Both programs generated levels of social value consistent with that identified by other economic evaluations of interventions delivered by specialist community-based DA services (Solace, 2015; Selsick and Atkinson, 2016). In contrast, Dowrick et al.'s (2022) SROI analysis of the UK's IRIS program reported a considerably higher SROI of £10.71, but IRIS is a training and referral pathway in primary care that draws heavily on established health service resources.
Conclusion
This study found that ambitions to deliver accessible and responsive DA services were partially met. The services evaluated were responsive to survivors’ needs and produced social value and positive outcomes, significantly in respect of mental health. However, ambitions may be circumscribed by short-term funding, which, even for the 5-year span of these programs, restricted the time available for planning, development, and implementation and contributed to staff churn. The pandemic also contributed to these restraints.

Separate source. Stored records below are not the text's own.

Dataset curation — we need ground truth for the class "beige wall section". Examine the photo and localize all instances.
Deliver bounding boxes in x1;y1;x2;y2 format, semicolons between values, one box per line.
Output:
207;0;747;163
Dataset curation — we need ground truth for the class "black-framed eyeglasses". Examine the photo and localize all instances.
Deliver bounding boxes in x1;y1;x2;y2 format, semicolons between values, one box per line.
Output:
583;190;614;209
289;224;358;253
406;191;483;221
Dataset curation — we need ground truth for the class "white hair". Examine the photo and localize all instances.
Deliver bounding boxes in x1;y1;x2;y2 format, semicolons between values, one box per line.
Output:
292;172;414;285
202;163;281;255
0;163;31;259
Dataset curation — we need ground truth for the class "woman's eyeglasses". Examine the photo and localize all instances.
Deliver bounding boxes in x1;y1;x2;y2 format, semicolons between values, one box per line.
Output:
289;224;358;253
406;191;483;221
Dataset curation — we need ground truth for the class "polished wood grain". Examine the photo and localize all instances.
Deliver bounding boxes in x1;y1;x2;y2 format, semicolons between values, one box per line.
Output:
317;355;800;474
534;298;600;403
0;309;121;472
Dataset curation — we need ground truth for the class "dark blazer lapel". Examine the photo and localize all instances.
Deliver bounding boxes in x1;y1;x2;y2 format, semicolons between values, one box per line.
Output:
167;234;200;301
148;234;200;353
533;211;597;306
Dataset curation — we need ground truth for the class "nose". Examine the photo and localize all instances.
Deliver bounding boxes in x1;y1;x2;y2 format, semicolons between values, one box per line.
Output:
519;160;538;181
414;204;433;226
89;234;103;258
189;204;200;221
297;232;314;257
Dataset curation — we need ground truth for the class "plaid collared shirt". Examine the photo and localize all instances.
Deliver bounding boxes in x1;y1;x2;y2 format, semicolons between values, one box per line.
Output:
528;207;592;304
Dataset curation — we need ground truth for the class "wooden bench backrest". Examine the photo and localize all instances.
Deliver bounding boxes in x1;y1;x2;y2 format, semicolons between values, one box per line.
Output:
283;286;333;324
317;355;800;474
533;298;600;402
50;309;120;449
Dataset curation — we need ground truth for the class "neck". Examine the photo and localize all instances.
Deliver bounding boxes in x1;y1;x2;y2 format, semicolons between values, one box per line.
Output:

Survivors’ routes to DA services addressing both immediate and long-term needs are becoming more diverse, and, if pathways to support are to be short and direct, DA services need to increase their community profile and promote their services in a way that is comprehensible to those who use and refer to them. Subsequent to the “Me Too” movement and the pandemic, DA has emerged as an issue attracting increasing public sympathy, and the sector's reticence about advertising its services widely may no longer be appropriate. However, increased funding needs to be available on a longer-term and less piecemeal basis for the sector to be able to move to this position. The Domestic Abuse Act 2021 placed a duty on commissioners in England and Wales to fund accommodation for DA survivors, but funding for community-based services remains fragile, and there is a risk that it may be diverted to meet the new duty in respect of accommodation.
This study also suggests that the aims of the UK's national guidance for health and social care (NICE, 2014), which exhorted health services to engage closely with local DA services, have yet to be fully realized. Given the high levels of health need that DA services are confronting, new strategies are required at the national and local levels to promote collaboration.
Footnotes
Acknowledgments
The researchers would like to thank all survivors, children, practitioners, managers, volunteers, and other stakeholders contributing to this study. We are grateful to the Survivors’ Advisory Group as well as the Survivor Researchers who assisted the team.
Ethical Approval
Full ethical approval for this study was granted by the University of Central Lancashire Ethics Board (BAHSS2 panel).
Consent to Participate and Publish
Informed written consent to participate and publish was received from all participants.
Funding
The authors disclosed receipt of the following financial support for the research, authorship, and/or publication of this article: This work was supported by the Big Lottery Women and Girls Initiative, United Kingdom.
Declaration of Conflicting Interests
The authors declared no potential conflicts of interest with respect to the research, authorship, and/or publication of this article.